Le soleil de juin a légèrement hâlé la peau très claire de Myriam. Il fait chaud sur la grande terrasse. En contrebas, le Rhône réverbère paresseusement la lumière aveuglante du jour. Nous sommes des papillons de nuit éblouis et attirés par la clarté. Le fleuve nous attend. Irrésistible.
Il est interdit d’aller se baigner sans un adulte. Nous serons certainement punis si l’un des éducateurs nous surprend à désobéir. Mais la tentation est trop forte.

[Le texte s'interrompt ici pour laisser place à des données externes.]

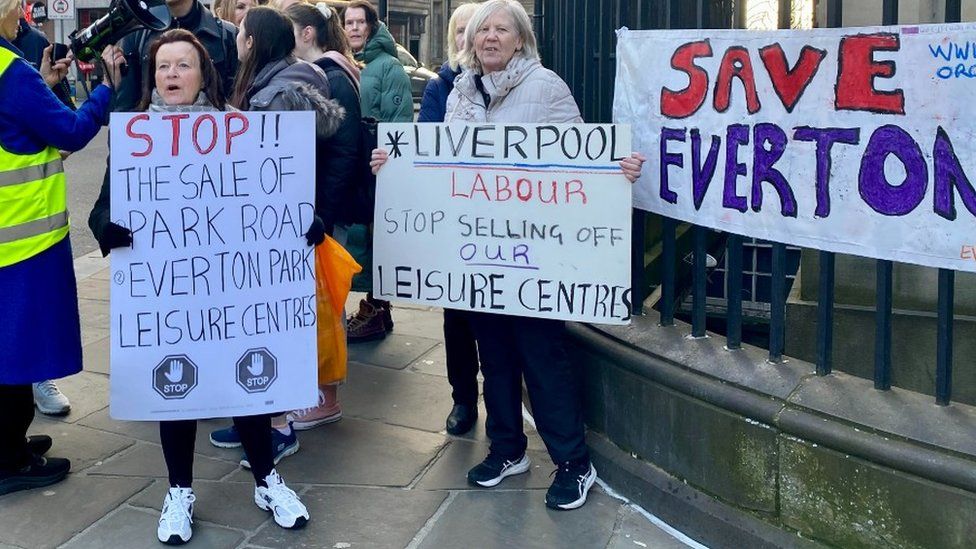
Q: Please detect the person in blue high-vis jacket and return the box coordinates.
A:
[0,0,121,496]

Nous dévalons la pente en faisant la course. Mon amie me bat de quelques foulées. Elle est plus forte, au sprint. Avant de partir, nous avons enfilé nos maillots de bain sous nos vêtements. La robe de Myriam vole déjà jusqu’à un buisson d’herbes folles. Ce n’est pas de jeu« moi, j’ai un pantalon avec une ceinture et une chemise avec des boutons. Je la rejoins enfin dans l’eau fraîche.
Monsieur Streng a promis de nous apprendre à nager cet été. Nager est agréable et utile, cela peut sauver votre vie, surtout « par les temps qui courent », a-t-il déclaré. Puis, il s’est rendu compte qu’il avait fait une gaffe en parlant des « temps qui courent ». Il a donc conclu en réaffirmant qu’« ici, nous ne risquons rien ». Nager sera donc uniquement récréatif. Une bonne occasion de rattraper ce que nous avons manqué à Paris.
En attendant, nous pataugeons tant que nous avons pied et nous nous éclaboussons en criant et en riant.
Un peu plus loin, des militaires italiens empruntent le pont qui enjambe le cours d’eau. Plus personne ne leur prête attention. Les Italiens font partie du paysage. Ils ne sont guère inquiétants.